Sei que todas essas dúvidas podem ir abaixo com o argumento de que minha mente de adulto, que sempre precisa de respostas, não conseguiu apreender a aura infantil do filme que traz uma fantasia inocente, sem muita objetividade. Porém, primeiro: assisti com meu filho de sete anos e ele também estava com as mesmas dúvidas que eu; segundo: tenho quase certeza que não tinha nenhuma criança entre os roteiristas do filme (no IMDb consta apenas o nome de Krasinski como roteirista). Logo, não acho que o fato de um filme ser infantil ou voltado para um público infantil o exima de ter coerência em sua narrativa, mostrando de forma coesa tudo o que constrói aquele universo em potencial.

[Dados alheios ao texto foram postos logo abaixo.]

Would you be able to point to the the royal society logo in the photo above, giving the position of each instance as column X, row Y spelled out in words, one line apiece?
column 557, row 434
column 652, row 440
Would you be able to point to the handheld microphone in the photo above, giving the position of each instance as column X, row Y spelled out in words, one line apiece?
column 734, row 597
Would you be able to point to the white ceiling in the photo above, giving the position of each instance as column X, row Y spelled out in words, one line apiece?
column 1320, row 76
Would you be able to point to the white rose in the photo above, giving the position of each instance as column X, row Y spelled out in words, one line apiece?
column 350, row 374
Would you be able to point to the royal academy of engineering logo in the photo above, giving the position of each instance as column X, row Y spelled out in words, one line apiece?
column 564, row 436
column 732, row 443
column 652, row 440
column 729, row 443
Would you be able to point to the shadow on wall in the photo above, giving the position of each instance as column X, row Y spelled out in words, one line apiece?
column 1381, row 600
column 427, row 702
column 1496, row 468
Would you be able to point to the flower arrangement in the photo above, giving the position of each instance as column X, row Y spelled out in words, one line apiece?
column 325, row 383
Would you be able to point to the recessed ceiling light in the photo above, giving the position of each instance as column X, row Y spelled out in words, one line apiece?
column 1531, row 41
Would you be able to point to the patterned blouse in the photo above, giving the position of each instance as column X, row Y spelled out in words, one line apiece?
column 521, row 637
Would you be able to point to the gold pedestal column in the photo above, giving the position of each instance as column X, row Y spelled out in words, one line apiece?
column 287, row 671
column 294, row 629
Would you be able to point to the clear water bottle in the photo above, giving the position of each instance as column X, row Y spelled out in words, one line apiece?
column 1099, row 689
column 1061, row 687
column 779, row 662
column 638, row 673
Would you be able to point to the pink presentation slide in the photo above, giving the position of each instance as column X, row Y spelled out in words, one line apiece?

Dito isto, acho que o filme possui alguns poucos pontos positivos e a maioria deles está em seu senso de humor, contido especialmente nas criaturas e suas peculiaridades, e mesmo tendo visto o filme dublado gostei do trabalho de voz em português, e conhecendo o trabalho do elenco original de vozes tenho certeza que também fizeram bem sua parte. Entretanto não engoli Ryan Reynolds praticamente reprisando seu papel de personagem chato e ranzinza de Pokémon: Detetive Pikachu (Pokémon: Detective Pikachu, 2019) – só que agora não mais na pele de um Pokémon fofinho com chapéu de detetive. Por sua vez a interpretação de Cailey Fleming como Bea é de uma falta de carisma imensa, e atriz parece aqui também repetir seu papel como Judith em The Walking Dead (2010 – 2022). Compreendo que uma é menina passa por momentos difíceis, especialmente na primeira metade do longa, mas senti bastante dificuldade em ter empatia com alguém que não consegue mostrar os dentes ao sorrir nem mesmo nos momentos mais animadores do filme.

O drama em Amigos Imaginários nunca parece convencer e no fim das contas o roteiro parece fazer um esforço tremendo para no fim nos entregar uma inacreditável lição de vida que irá mudar a forma como pensamos a infância, o luto e a coragem de enfrentar as mudanças, no entanto, esse esforço é desperdiçado, já que o espectador gasta todos os miolos de seu cérebro tentando encontrar a saída do labirinto em que o filme se meteu. É sim possível se emocionar com o filme, afinal, ninguém é de ferro, mas as voltas dadas pela narrativa talvez não valham tanto a pena. Talvez John Krasinski mereça outras chances de arriscar sua direção em outros gêneros além do terror, talvez uma ideia muito pessoal e a possibilidade de usar um elenco estelar tenha o levado a ir com muita sede ao pote, mas o fato é que não foi dessa vez que me fizeram esquecer sua direção fenomenal de 2018 e 2020.